I. Der politische Diskurs
In gewisser Weise hat alles, was ich hier schreibe oder gerne schreiben würde, seinen Ursprung in dem Unbehagen, das ich immer dann verspüre, wenn wir von Politik sprechen. Ich habe ständig den Eindruck, dass etwas nicht stimmt an unseren Diskursen über den Staat, das Gesetz oder über uns selbst als Subjekt. Ob es sich nun um die Texte klassischer oder zeitgenössischer Autoren handelt, um deutsche, französische oder angelsächsische Theoretiker, um Stellungnahmen von Aktivisten oder Berufspolitikern, um konservative Sprecher, um solche, die radikaler eingestellt sind – die verwendeten Wörter, die gebrauchten Begriffe, die vorgeschlagenen Erzählungen erscheinen mir falsch zu sein, und mehr noch als das: offensichtlich falsch, so als ob wir die Politik nur zum Gegenstand machen könnten, indem wir uns Geschichten erzählen, im Grunde unseres Herzens wissend, dass wir dabei sind, uns selbst zu belügen.

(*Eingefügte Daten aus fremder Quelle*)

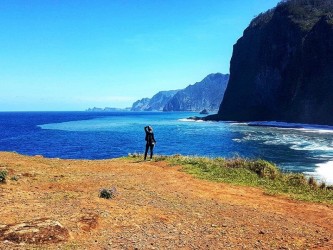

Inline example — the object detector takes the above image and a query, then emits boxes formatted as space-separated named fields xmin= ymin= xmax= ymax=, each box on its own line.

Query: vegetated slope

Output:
xmin=214 ymin=0 xmax=333 ymax=125
xmin=131 ymin=90 xmax=178 ymax=111
xmin=163 ymin=73 xmax=229 ymax=111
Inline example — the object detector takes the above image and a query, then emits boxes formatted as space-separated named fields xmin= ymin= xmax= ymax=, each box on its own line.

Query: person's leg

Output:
xmin=144 ymin=143 xmax=149 ymax=160
xmin=150 ymin=144 xmax=154 ymax=159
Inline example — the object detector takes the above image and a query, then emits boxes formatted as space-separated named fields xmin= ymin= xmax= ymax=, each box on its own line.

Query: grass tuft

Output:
xmin=0 ymin=170 xmax=8 ymax=183
xmin=131 ymin=155 xmax=333 ymax=204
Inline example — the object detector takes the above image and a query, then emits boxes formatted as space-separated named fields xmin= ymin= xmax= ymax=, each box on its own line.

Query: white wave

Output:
xmin=178 ymin=118 xmax=206 ymax=122
xmin=178 ymin=118 xmax=195 ymax=122
xmin=290 ymin=144 xmax=333 ymax=151
xmin=247 ymin=121 xmax=333 ymax=133
xmin=305 ymin=161 xmax=333 ymax=185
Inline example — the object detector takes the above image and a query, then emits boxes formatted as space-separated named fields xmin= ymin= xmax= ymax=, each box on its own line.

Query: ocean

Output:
xmin=0 ymin=112 xmax=333 ymax=184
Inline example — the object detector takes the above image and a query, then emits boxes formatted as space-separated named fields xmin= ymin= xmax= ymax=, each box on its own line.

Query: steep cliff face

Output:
xmin=163 ymin=73 xmax=229 ymax=111
xmin=146 ymin=90 xmax=178 ymax=111
xmin=131 ymin=98 xmax=150 ymax=111
xmin=215 ymin=0 xmax=333 ymax=124
xmin=131 ymin=90 xmax=178 ymax=111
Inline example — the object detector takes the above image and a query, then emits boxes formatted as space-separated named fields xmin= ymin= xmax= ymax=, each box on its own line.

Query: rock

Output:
xmin=163 ymin=73 xmax=229 ymax=111
xmin=0 ymin=218 xmax=69 ymax=244
xmin=131 ymin=90 xmax=178 ymax=111
xmin=215 ymin=0 xmax=333 ymax=125
xmin=200 ymin=109 xmax=209 ymax=115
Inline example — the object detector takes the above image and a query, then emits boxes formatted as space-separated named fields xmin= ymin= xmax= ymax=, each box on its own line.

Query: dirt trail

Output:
xmin=0 ymin=152 xmax=333 ymax=249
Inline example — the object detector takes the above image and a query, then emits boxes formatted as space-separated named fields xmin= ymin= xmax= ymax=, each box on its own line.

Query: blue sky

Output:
xmin=0 ymin=0 xmax=279 ymax=111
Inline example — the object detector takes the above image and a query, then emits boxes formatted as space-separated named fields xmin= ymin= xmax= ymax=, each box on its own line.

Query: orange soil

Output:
xmin=0 ymin=152 xmax=333 ymax=249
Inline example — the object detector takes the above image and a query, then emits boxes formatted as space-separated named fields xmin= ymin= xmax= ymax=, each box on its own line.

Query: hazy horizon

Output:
xmin=0 ymin=0 xmax=279 ymax=111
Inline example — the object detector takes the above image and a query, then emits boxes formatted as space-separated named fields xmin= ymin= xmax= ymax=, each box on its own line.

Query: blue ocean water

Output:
xmin=0 ymin=112 xmax=333 ymax=182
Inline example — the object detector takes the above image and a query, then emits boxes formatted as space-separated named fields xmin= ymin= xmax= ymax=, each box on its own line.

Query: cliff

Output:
xmin=215 ymin=0 xmax=333 ymax=125
xmin=163 ymin=73 xmax=229 ymax=111
xmin=131 ymin=90 xmax=178 ymax=111
xmin=131 ymin=98 xmax=150 ymax=111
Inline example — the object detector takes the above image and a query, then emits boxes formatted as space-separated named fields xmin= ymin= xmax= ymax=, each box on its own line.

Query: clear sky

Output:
xmin=0 ymin=0 xmax=279 ymax=111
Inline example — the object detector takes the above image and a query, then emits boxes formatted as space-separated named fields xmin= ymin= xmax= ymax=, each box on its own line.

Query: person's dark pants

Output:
xmin=145 ymin=143 xmax=154 ymax=160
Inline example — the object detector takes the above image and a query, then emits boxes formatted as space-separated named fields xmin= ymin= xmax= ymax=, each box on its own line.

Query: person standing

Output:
xmin=144 ymin=126 xmax=156 ymax=160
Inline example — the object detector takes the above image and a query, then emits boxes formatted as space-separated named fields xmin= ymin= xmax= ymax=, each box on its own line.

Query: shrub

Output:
xmin=319 ymin=182 xmax=326 ymax=189
xmin=0 ymin=170 xmax=8 ymax=183
xmin=285 ymin=174 xmax=306 ymax=187
xmin=308 ymin=176 xmax=318 ymax=188
xmin=249 ymin=160 xmax=279 ymax=180
xmin=99 ymin=187 xmax=117 ymax=199
xmin=10 ymin=175 xmax=19 ymax=181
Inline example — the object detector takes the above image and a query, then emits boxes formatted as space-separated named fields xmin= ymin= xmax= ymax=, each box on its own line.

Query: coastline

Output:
xmin=0 ymin=152 xmax=333 ymax=249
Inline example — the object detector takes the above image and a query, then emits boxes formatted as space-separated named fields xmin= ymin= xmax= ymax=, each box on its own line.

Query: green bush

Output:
xmin=99 ymin=187 xmax=117 ymax=199
xmin=284 ymin=174 xmax=307 ymax=187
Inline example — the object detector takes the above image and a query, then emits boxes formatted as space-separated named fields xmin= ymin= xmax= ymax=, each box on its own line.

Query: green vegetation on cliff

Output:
xmin=217 ymin=0 xmax=333 ymax=125
xmin=136 ymin=155 xmax=333 ymax=204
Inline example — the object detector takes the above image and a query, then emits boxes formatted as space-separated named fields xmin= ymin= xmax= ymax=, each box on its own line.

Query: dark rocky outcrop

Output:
xmin=131 ymin=90 xmax=178 ymax=111
xmin=131 ymin=98 xmax=150 ymax=111
xmin=163 ymin=73 xmax=229 ymax=111
xmin=214 ymin=0 xmax=333 ymax=125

Es ist schwierig, die Gründe für ein undeutliches Gefühl ohne Weiteres auf nicht restriktive und nicht einschränkende Weise darzulegen. Denn obwohl die Politik der Ort des Protests, des Einfallsreichtums und des Experimentierens sein soll, lässt sich kaum die Homogenität unserer politischen Sprache übersehen! Sobald wir uns über die Polizei oder die Justiz, über Wahlen oder Demonstrationen, über den Staat oder das Gesetz äußern oder uns darüber Gedanken machen, drängen sich uns die immer gleichen Rede- und Wahrnehmungsweisen auf. Eine geringe Anzahl von Begriffen kehrt ständig wieder – so als ob (was bereits ein beunruhigendes Phänomen darstellt) ein Dutzend Begriffe ausreichen würde, um das Wesentliche unseres Lebens zu erfassen: Volk, Gemeinwille, Gesellschaftsvertrag, Souveränität, Legitimität, Staatsbürgerschaft, Konstitution und Destitution, wir, öffentlicher Raum, Repräsentation, Gemeinschaftsgefühl, Gemeinschaft, Gesetzgeber, Debatte, Demokratie …
Mit diesen Begriffen lassen sich durchaus sehr unterschiedliche Dinge sagen. Wir können mit ihrer Hilfe Diskurse artikulieren, die entgegengesetzten politischen Lagern zuzuordnen sind, Diskurse, die die Form einer Legitimierung der Institutionen der liberalen Demokratie ebenso gut annehmen können, wie die Form einer Kritik am antidemokratischen Charakter dieser Institutionen oder eines Aufrufs zum Volksaufstand gegen unrechtmäßig agierende Institutionen. Doch diese Veränderlichkeit und Vielfalt der Stellungnahmen verhindert nicht, dass die Autoren, die sie aussprechen, ein und dieselbe Sprache teilen, sodass man sich in einer sonderbaren Situation befindet, in der jeder – von der Regierung bis zu oppositionellen Aktivisten, von konservativen Philosophen bis zu kritischen Theoretikern – mit denselben Wörtern spricht.